HONG KONG (AP) - Asian markets were mixed Friday as investors digested uneven readings on the U.S. economy and more record oil prices. Japan posted its 12th straight day of losses.
Indonesia's main index rebounded after selling off nearly 4 percent the prior session. Hong Kong and Australia equities also were higher.
With stocks hit hard recently, some investors were returning to the market. Others who bet on falling prices were starting to take profits, further supporting prices.
"Investors are still bearish, we've been down a lot in the past few weeks. But even those bears are a bit hesitant on selling at this level," said Y.K. Chan, fund manager at Phillip Capital Management in Hong Kong.
Elsewhere, markets in mainland China, South Korea and Malaysia lost ground.
Investors got little guidance from the U.S. overnight after a mixed assessment on the world's largest economy. While the country's service sectors shrunk, a tame jobs report eased some worries about the labor market.
Oil continued trading at lofty levels, however, with a barrel of light, sweet crude for August delivery trading near $145 late afternoon in Asia.
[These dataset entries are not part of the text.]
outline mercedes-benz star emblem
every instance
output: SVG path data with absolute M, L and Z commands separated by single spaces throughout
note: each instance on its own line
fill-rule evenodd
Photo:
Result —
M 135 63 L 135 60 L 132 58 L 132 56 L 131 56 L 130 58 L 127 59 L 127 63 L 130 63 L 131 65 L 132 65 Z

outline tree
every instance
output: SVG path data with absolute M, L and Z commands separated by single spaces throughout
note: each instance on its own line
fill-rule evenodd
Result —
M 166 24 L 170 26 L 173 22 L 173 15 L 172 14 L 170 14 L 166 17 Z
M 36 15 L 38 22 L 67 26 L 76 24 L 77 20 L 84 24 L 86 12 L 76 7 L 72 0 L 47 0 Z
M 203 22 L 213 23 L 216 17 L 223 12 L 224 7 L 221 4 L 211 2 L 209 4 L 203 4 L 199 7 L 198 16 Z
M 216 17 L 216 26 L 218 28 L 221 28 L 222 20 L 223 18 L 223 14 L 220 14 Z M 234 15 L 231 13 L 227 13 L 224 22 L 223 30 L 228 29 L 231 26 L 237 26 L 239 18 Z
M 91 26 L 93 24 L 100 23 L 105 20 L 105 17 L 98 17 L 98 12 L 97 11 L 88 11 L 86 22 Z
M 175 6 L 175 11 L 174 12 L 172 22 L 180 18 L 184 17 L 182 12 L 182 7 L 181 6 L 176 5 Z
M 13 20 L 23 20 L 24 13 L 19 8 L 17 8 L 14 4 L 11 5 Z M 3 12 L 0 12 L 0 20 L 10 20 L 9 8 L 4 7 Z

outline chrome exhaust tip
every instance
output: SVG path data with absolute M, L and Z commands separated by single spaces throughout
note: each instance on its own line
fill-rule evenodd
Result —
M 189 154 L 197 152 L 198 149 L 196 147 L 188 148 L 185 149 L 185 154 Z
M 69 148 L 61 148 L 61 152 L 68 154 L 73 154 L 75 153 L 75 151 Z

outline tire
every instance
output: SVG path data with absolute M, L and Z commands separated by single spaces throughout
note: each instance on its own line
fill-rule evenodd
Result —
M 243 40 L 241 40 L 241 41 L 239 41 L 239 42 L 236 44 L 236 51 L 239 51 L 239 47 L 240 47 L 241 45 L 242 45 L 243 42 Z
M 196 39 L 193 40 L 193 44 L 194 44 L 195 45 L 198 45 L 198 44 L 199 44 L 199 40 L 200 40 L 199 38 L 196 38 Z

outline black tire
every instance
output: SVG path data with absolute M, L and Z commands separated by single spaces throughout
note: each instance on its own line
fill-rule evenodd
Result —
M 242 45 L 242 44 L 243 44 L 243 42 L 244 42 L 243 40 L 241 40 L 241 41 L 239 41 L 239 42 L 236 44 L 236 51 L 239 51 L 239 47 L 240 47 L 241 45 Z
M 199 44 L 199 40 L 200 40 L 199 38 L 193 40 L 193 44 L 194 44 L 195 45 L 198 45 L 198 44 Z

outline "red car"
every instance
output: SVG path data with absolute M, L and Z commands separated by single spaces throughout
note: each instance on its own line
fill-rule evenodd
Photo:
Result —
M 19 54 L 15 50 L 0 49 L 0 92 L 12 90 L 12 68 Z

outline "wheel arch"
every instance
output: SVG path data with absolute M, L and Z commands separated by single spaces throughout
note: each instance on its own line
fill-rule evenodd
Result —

The contract hit a record trading high at $145.85 a barrel Thursday on the New York Mercantile Exchange.
In Tokyo, the benchmark Nikkei 225 Stock Average closed 0.2 percent lower at 13,237.89 points, dragged down by technology and airline stocks. The index's12-day losing streak represents its longest since 1954.
Hong Kong's blue-chip Hang Seng Index climbed nearly 0.9 percent to 21,423.82 points.
Financials help lift the market amid reports that Industrial and Commercial Bank of China, the country's biggest lender, expected net profit to rise 50 percent in the first half. ICBC climbed 2 percent. Standard Chartered was up 4.2 percent.
Telecoms, seen by some analysts as a safer play during periods of high inflation, rose. China Netcom was up almost 4 percent and its suitor, China Unicom, gained 2.1 percent.
Hong Kong rose despite weakness in mainland China, where the key Shanghai index skidded 1.2 percent to 2,669.89 points.
Chinese coal shares fell on fears of a possible coal resource tax revenue plan, which could be announced this weekend.
One of the day's worst-hit stocks was coal producer China Shenhua Energy Co., which closed down 8.1 percent. China Coal Resources dropped 7.9 percent. Xishan Coal and Electric Corp. plunged by 10 percent, the daily limit.
Most institutional investors remain worried about the big picture, said Fan Zejie, an analyst for Shanghai Leading Investment and Consulting Co. Ltd.
"There are too many uncertainties in the next half-year, like inflationary pressures brought by natural disasters, the management of non-tradeable shares and the high production prices of raw materials," Fan said.
In Indonesia, the Jakarta composite index was up 0.7 percent, led by coal companies and banks.
The dollar was virtually flat against the yen at 106.75.
U.S. financial markets will be closed Friday for the country's July 4th Independence Day holiday.